In order to provide security for all individuals present at the visitor centre, and in order to be able to assert possible civil claims, such as lost property or liability in the case of damage, the visitors must be clearly identifiable during the visit and up to 7 days after. Therefore, upon the visitors’ entry and with their explicit consent, their first and last names as well as their dates of birth will be registered in attachment TN or attachment DS in accordance with Article 6 (1)(a) GDPR. Should a visitor refuse such consent, he or she will unfortunately not be able to attend the lecture or participate in the guided tour of the exhibition.

Pursuant to Article 7 (3) GDPR, you can revoke your consent to the data collection in writing at any time. The lawfulness of processing remains unaffected until we receive notification that you have revoked your consent, but must not be continued after that point in time. The data are stored in an IT-supported system and will automatically be deleted 7 days after the visit. The data are expressly not transferred to third parties.

Additional information, such as the institution, type of school, class level, association, or limited mobility, are optional, but help in preparing the visit to the Bundesnachrichtendienst.

7. Video surveillance

To prevent trespassing and for the purposes of threat prevention, law enforcement and security, the Bundesnachrichtendienst property is monitored by a video surveillance system.

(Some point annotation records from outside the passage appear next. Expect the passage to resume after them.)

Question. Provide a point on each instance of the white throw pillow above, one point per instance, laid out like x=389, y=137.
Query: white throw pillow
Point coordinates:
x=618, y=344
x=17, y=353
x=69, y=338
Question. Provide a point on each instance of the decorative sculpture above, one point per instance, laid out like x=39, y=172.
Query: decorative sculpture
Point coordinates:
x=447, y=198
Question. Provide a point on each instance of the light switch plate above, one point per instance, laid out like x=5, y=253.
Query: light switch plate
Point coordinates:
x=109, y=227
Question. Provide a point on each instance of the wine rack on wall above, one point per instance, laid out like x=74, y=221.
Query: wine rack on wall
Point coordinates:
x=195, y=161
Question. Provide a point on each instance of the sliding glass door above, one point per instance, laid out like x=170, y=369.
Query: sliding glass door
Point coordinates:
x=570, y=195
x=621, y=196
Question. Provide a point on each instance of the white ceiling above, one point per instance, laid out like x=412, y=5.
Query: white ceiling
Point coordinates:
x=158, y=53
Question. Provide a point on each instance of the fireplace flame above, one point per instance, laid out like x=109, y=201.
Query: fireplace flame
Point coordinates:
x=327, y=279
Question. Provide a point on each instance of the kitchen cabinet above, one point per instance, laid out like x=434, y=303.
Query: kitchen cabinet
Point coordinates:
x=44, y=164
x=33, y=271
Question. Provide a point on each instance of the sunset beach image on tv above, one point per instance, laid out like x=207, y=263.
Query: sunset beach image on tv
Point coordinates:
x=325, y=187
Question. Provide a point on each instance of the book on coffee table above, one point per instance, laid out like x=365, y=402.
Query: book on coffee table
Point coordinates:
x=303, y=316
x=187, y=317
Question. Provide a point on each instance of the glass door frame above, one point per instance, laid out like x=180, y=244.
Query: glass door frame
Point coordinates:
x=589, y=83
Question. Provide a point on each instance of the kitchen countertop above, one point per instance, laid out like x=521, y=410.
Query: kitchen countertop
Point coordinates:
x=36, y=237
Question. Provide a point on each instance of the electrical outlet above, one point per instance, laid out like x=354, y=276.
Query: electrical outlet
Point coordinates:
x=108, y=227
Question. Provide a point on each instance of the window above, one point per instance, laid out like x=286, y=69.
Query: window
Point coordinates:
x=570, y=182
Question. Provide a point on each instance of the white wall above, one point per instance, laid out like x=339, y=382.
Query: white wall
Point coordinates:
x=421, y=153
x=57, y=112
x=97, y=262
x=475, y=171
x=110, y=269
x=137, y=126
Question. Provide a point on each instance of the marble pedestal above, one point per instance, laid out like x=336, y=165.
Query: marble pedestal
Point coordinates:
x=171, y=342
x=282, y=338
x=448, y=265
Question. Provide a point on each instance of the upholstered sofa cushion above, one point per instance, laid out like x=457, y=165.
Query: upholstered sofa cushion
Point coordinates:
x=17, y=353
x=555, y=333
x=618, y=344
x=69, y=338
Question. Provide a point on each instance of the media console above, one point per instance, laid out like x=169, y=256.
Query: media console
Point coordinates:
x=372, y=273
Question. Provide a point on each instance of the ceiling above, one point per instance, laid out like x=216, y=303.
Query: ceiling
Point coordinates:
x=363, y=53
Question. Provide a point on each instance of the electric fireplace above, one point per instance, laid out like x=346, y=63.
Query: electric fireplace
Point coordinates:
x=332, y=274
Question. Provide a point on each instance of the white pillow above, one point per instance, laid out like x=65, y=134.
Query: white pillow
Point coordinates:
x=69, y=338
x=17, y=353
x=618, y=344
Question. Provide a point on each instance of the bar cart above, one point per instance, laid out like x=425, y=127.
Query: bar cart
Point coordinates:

The data collected are transmitted to law enforcement agencies only if requested as part of a legitimate police measure or by court order for the purposes stated above. Transmission is documented with a standard security receipt. Videos are recorded within the scope of legal provisions.

8. Your rights

You have the following rights vis-à-vis the Bundesnachrichtendienst with regard to your personal data:

• Right of access, Article 15 GDPR
• Right to rectification, Article 16 GDPR
• Right to erasure, Article 17 GDPR
• Right to restriction of processing, Article 18 GDPR
• Right to object to collection, processing and/or use of data, Article 21 GDPR
• Right to data portability, Article 20 GDPR
• Right to withdraw consent, Articles 13 and 14 GDPR

You can assert the above-mentioned rights in writing by turning to the contacts listed under 1.1.

Pursuant to Article 77 GDPR, you also have the right to submit a complaint to the supervisory authority under data protection law, the Federal Commissioner for Data Protection and Freedom of Information.

You may also submit questions and complaints to the BND Data Protection Officer listed under 1.1.